The Moment
Most of what happens at an event is gone by Monday morning.
Not because the event was bad. Because that's how memory works. The coffee was fine. The keynote covered the material. The catering came out on time. And all of it recedes, the way most planned things do.
But something stuck. Someone said something in a hallway. There was a gala dinner moment nobody scripted. A gesture from a staff member no one asked for. And three months later, that's still the story someone tells.
What's useful here is that the conditions for those moments can be created, even if the moments themselves can't be planned. Three things worth trying this week:
- 1 At the end of your next event walkthrough with a client, ask: "What's the one thing you want people to still be talking about six months from now?" Most planners have never been asked that. The answer tells you more about what they actually need than anything in the RFP.

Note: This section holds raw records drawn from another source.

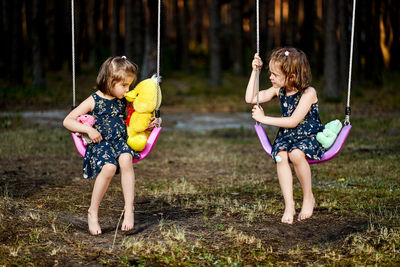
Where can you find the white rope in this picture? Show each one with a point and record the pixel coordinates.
(158, 60)
(73, 52)
(347, 118)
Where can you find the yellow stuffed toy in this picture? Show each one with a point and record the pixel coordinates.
(144, 100)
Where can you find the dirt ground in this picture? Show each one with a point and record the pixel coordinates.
(33, 183)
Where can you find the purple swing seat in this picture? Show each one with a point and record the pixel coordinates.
(329, 154)
(151, 141)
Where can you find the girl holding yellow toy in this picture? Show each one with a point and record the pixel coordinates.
(108, 152)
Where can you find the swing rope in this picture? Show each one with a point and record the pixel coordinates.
(258, 51)
(73, 54)
(347, 112)
(157, 111)
(341, 138)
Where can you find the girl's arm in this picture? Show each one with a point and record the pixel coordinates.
(73, 125)
(307, 99)
(251, 91)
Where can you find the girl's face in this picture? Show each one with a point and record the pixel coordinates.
(277, 77)
(122, 87)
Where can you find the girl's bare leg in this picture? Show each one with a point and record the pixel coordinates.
(100, 187)
(128, 190)
(303, 172)
(286, 182)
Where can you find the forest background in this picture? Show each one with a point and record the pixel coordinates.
(201, 197)
(205, 38)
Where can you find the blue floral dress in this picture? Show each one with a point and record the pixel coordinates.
(109, 115)
(303, 136)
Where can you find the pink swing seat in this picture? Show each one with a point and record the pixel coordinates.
(329, 154)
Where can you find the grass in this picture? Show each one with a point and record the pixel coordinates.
(205, 199)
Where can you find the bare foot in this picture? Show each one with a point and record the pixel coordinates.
(306, 209)
(93, 223)
(288, 215)
(129, 220)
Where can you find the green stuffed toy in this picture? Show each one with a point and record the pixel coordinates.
(328, 136)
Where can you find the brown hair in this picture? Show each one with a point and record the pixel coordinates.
(113, 70)
(294, 65)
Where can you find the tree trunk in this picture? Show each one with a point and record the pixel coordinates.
(344, 43)
(394, 13)
(150, 53)
(133, 30)
(38, 75)
(373, 55)
(308, 31)
(237, 36)
(15, 50)
(178, 36)
(115, 32)
(56, 48)
(270, 25)
(330, 65)
(214, 43)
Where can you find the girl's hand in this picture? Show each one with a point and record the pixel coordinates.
(258, 113)
(257, 62)
(94, 135)
(153, 123)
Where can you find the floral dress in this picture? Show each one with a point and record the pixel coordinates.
(109, 115)
(303, 136)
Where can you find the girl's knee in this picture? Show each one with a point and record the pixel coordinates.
(296, 155)
(109, 169)
(283, 156)
(125, 160)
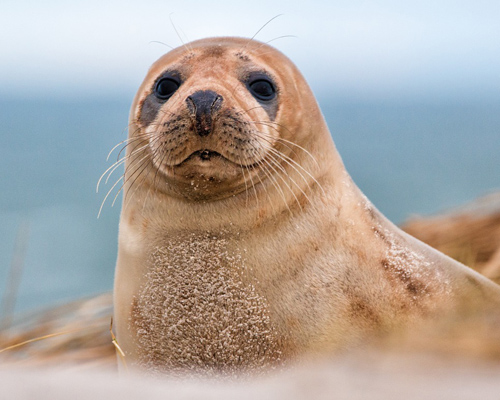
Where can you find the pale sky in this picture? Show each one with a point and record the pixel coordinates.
(352, 48)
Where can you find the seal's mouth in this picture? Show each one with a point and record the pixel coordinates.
(204, 156)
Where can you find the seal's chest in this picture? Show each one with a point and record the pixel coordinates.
(196, 311)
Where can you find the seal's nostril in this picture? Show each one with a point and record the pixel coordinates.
(202, 104)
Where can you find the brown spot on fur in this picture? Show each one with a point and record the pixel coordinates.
(360, 308)
(214, 51)
(242, 57)
(412, 285)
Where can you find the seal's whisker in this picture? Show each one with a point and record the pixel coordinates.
(162, 43)
(142, 163)
(292, 181)
(260, 29)
(273, 179)
(113, 167)
(140, 173)
(281, 156)
(294, 164)
(262, 183)
(244, 180)
(184, 44)
(280, 139)
(107, 195)
(118, 164)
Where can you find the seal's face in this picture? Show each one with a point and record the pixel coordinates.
(207, 115)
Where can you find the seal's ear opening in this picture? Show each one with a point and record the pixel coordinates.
(262, 89)
(166, 87)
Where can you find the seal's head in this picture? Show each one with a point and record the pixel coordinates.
(215, 116)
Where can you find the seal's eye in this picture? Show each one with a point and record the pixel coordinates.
(262, 89)
(165, 88)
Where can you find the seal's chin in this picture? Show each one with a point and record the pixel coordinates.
(203, 157)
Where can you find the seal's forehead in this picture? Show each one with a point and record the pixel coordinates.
(230, 50)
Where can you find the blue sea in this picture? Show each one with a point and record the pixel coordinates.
(408, 157)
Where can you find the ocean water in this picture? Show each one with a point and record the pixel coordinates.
(409, 158)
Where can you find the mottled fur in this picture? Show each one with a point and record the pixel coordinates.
(272, 233)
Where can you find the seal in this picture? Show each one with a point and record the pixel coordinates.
(243, 241)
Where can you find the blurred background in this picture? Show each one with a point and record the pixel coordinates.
(410, 90)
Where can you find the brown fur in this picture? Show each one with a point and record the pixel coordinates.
(294, 248)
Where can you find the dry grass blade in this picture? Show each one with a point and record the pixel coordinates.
(34, 340)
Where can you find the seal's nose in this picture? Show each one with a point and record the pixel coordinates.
(202, 104)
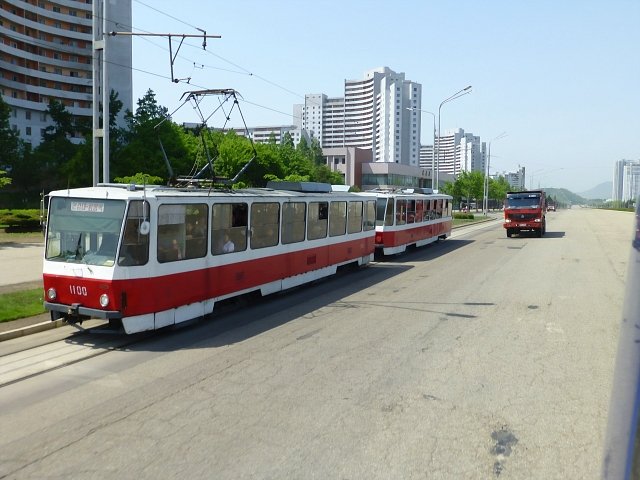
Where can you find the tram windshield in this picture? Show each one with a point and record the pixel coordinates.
(81, 230)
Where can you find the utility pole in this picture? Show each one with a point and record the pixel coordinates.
(101, 91)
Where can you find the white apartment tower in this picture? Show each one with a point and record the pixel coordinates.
(372, 115)
(459, 152)
(626, 180)
(377, 116)
(321, 117)
(46, 53)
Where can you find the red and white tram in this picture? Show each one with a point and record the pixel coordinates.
(410, 218)
(150, 257)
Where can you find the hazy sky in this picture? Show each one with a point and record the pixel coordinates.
(559, 77)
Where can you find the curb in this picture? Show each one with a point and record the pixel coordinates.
(36, 328)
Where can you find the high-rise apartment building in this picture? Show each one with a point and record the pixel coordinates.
(374, 114)
(458, 152)
(46, 52)
(321, 117)
(626, 180)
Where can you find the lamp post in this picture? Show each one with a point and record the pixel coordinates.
(485, 197)
(433, 152)
(458, 94)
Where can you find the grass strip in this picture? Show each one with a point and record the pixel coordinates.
(26, 303)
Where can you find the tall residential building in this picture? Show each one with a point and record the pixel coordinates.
(46, 51)
(516, 179)
(626, 180)
(321, 117)
(373, 115)
(459, 152)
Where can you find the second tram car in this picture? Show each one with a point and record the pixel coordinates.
(410, 218)
(150, 257)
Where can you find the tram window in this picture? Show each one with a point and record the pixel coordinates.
(354, 217)
(337, 218)
(370, 215)
(171, 233)
(265, 222)
(293, 222)
(196, 230)
(432, 209)
(390, 212)
(135, 243)
(411, 211)
(317, 220)
(419, 211)
(229, 227)
(401, 215)
(77, 227)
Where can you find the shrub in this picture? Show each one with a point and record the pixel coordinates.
(20, 220)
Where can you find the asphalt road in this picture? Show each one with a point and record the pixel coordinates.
(475, 358)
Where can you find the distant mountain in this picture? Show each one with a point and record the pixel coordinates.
(602, 191)
(564, 197)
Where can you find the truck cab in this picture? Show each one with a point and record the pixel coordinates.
(525, 211)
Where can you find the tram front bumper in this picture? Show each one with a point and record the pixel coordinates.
(77, 311)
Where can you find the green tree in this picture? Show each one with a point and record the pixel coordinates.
(9, 138)
(498, 189)
(79, 169)
(4, 180)
(150, 131)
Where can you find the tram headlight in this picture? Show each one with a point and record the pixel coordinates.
(104, 300)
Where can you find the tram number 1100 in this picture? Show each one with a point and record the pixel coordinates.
(78, 290)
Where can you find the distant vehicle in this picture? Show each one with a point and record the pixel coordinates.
(525, 211)
(408, 218)
(622, 441)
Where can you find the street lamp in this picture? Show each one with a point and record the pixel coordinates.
(485, 197)
(458, 94)
(433, 152)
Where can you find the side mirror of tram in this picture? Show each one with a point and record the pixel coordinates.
(144, 228)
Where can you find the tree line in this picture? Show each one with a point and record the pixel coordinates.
(138, 149)
(468, 188)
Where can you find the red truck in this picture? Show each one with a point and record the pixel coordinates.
(525, 211)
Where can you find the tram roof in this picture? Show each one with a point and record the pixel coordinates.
(119, 191)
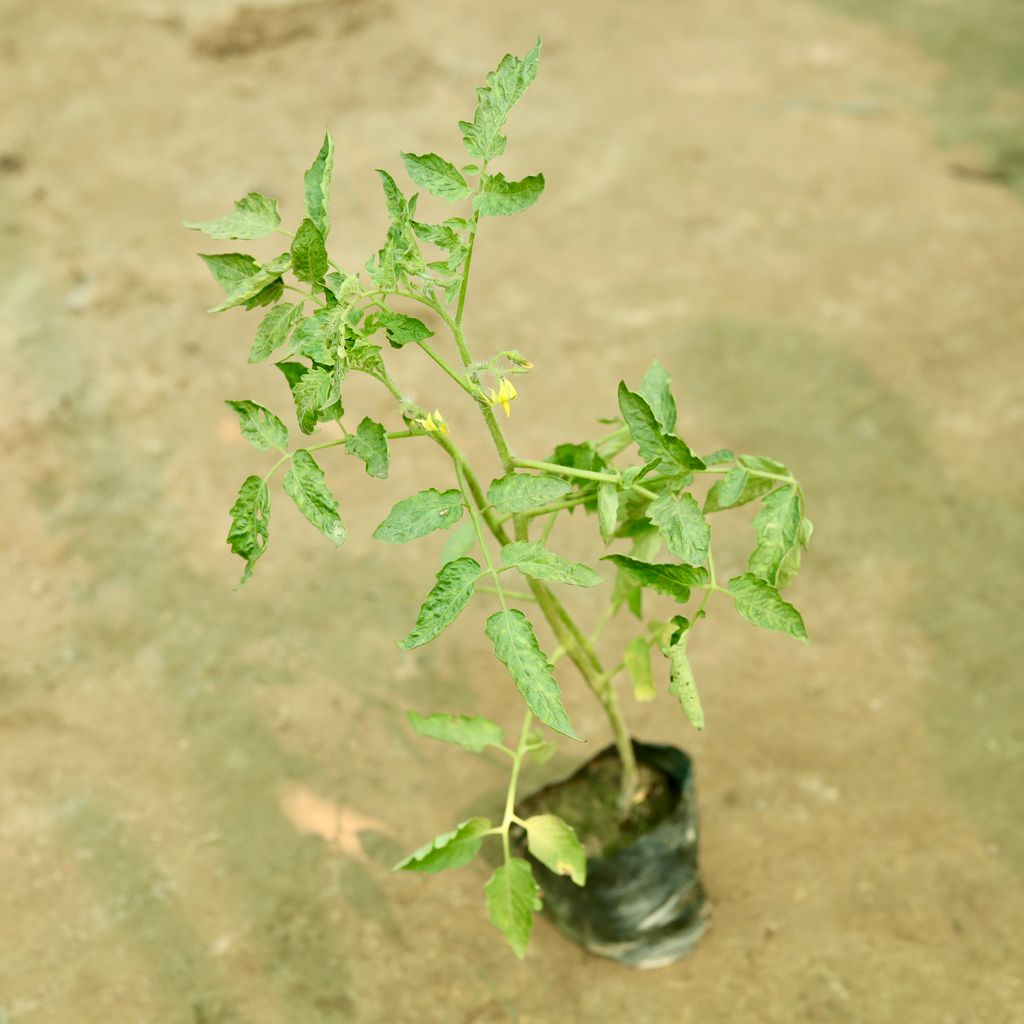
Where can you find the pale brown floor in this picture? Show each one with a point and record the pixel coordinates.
(752, 193)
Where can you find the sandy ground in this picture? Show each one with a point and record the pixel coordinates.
(203, 790)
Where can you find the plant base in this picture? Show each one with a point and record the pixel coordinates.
(643, 903)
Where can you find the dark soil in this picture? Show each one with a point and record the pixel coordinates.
(589, 802)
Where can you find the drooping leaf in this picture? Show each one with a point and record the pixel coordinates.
(312, 392)
(655, 386)
(260, 427)
(637, 660)
(501, 198)
(607, 510)
(522, 492)
(460, 542)
(682, 526)
(246, 282)
(470, 731)
(400, 330)
(482, 136)
(681, 680)
(366, 356)
(777, 528)
(370, 443)
(763, 465)
(513, 896)
(719, 457)
(421, 514)
(255, 216)
(735, 488)
(646, 547)
(450, 850)
(555, 845)
(249, 532)
(652, 441)
(436, 175)
(446, 599)
(305, 484)
(666, 578)
(397, 208)
(761, 603)
(438, 235)
(309, 261)
(532, 559)
(516, 647)
(273, 331)
(229, 269)
(316, 183)
(318, 336)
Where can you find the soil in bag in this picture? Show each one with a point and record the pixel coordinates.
(643, 903)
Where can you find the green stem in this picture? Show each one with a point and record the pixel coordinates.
(583, 655)
(516, 595)
(467, 497)
(450, 370)
(550, 467)
(465, 268)
(509, 815)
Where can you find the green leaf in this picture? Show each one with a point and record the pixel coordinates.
(652, 441)
(304, 483)
(400, 330)
(436, 175)
(512, 897)
(516, 647)
(482, 137)
(365, 356)
(555, 845)
(451, 850)
(308, 254)
(446, 599)
(777, 529)
(249, 532)
(735, 488)
(370, 443)
(420, 515)
(500, 198)
(522, 492)
(532, 559)
(460, 542)
(667, 578)
(317, 337)
(607, 510)
(682, 525)
(397, 208)
(681, 681)
(655, 386)
(719, 457)
(637, 660)
(312, 392)
(317, 186)
(761, 603)
(245, 281)
(438, 235)
(255, 216)
(471, 731)
(273, 331)
(230, 270)
(763, 465)
(260, 427)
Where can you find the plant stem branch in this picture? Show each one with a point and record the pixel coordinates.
(509, 815)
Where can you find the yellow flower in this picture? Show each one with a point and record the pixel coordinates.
(505, 393)
(434, 423)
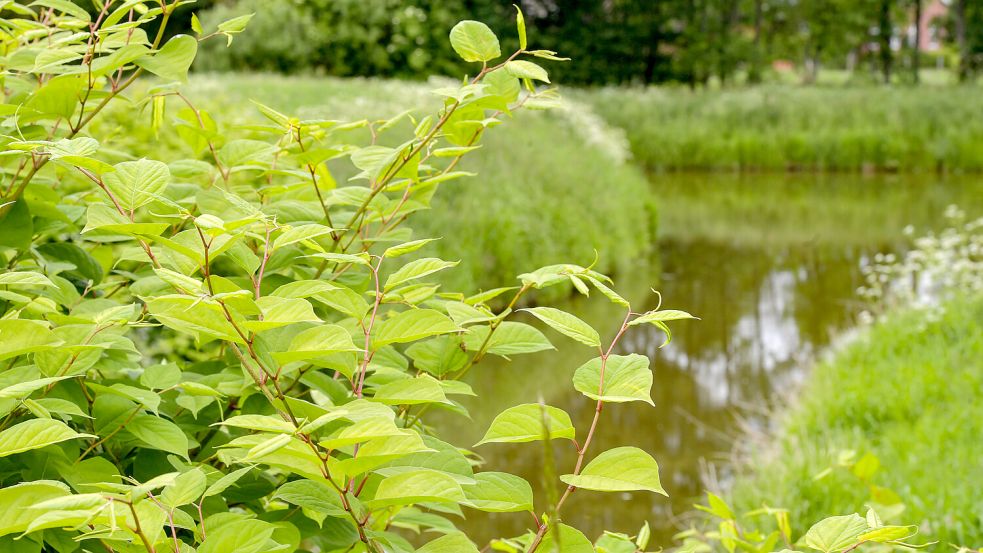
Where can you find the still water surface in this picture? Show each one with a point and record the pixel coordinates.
(771, 265)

- 2 Leave one gap in the agenda. Not a break with a label on it — just open time with no direction. The conversations that happen in unstructured space are the ones people bring home.
- 3 Before your next group arrives, ask one of your event staff: "What's something about how this property works that a guest would find amazing if they knew about it?" The answers tend to be the best unreleased content you have.
If any of these find their way into your week, I'd love to hear what happened. Hit reply.
Party Trends
Someone on your team probably has a photo from a work trip pinned somewhere on their desk. Not a screenshot. A printed photo. Maybe from a gala two years ago, or an incentive trip they almost didn't go on.
That's the thing doing the long-term work.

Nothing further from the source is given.